A expectativa é que os trabalhos de reconstrução ou substituição da ponte comecem assim que as condições do tempo permitirem, minimizando o isolamento das comunidades que dependem da passagem. Foto: captada 

O secretário municipal de Obras, Transporte e Urbanismo de Brasiléia, Josué de Oliveira Elias, esteve na tarde desta terça-feira (27) no km 60 da BR-317, Ramal Santa Helena, para vistoriar uma ponte de madeira que desabou devido ao enorme volume de água das chuvas que atingiram a região de fronteira. Acompanhado de equipe técnica, ele realizou um levantamento dos danos e prometeu agir rapidamente para restabelecer o tráfego de moradores da zona rural.

A estrutura, que dá acesso a comunidades rurais, não resistiu à força da correnteza. A prefeitura afirmou que casos como esse são comuns no período chuvoso, mas destacou que está preparada para responder a emergências e garantir o direito de ir e vir da população.

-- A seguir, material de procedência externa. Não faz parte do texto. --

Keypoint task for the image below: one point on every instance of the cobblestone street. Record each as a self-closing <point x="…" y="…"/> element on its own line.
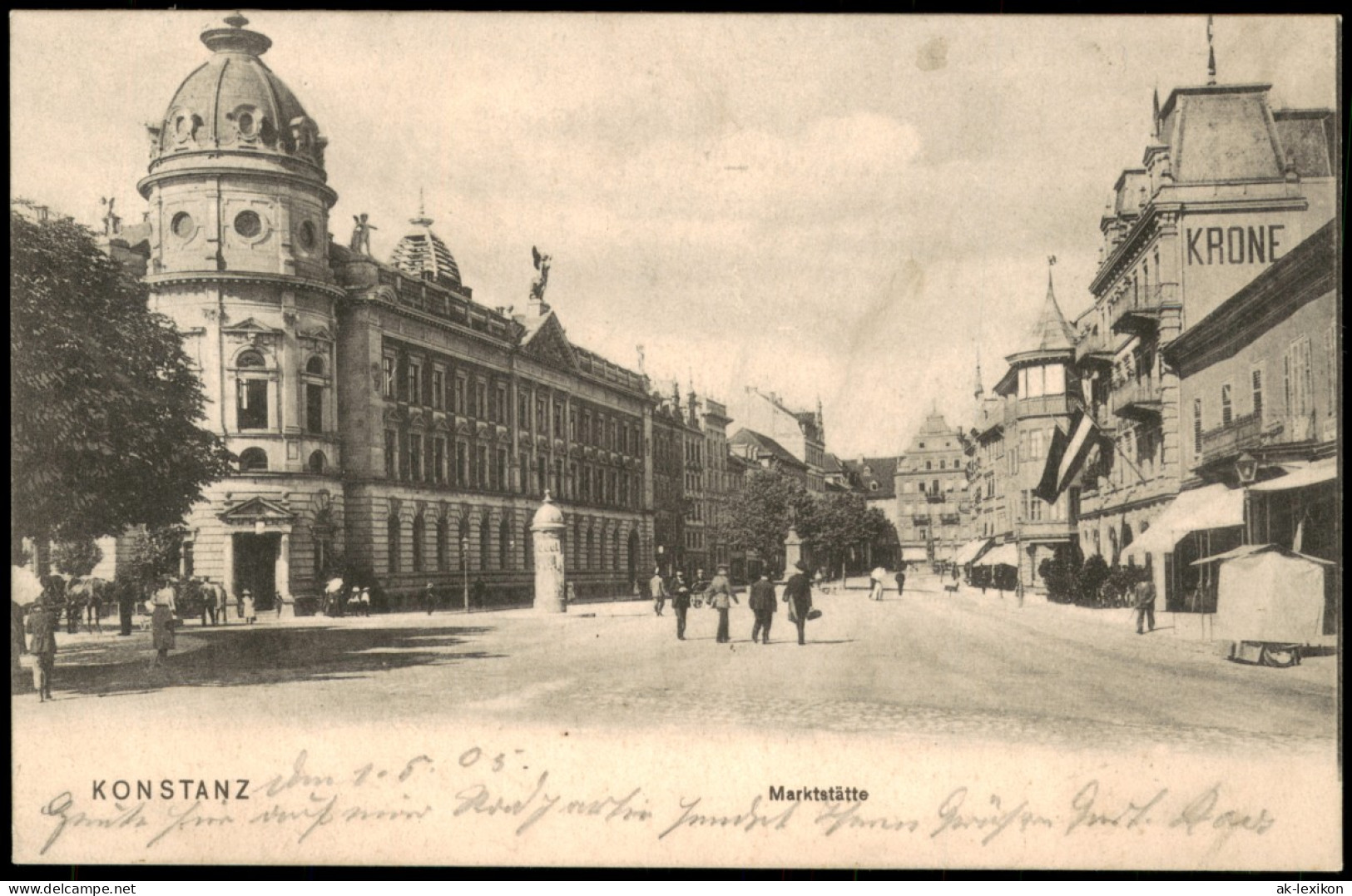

O secretário municipal Josué Elias, vistoriou o local acompanhado de uma equipe técnica para planejar o reparo emergencial da estrutura, essencial para o tráfego de moradores rurais e extrativistas. Foto: captada 

A região do Alto Acre tem registrado chuvas intensas nas últimas semanas, afetando estradas e pontes em vários municípios. A previsão é de que os trabalhos de reparo sejam iniciados assim que as condições do tempo permitirem.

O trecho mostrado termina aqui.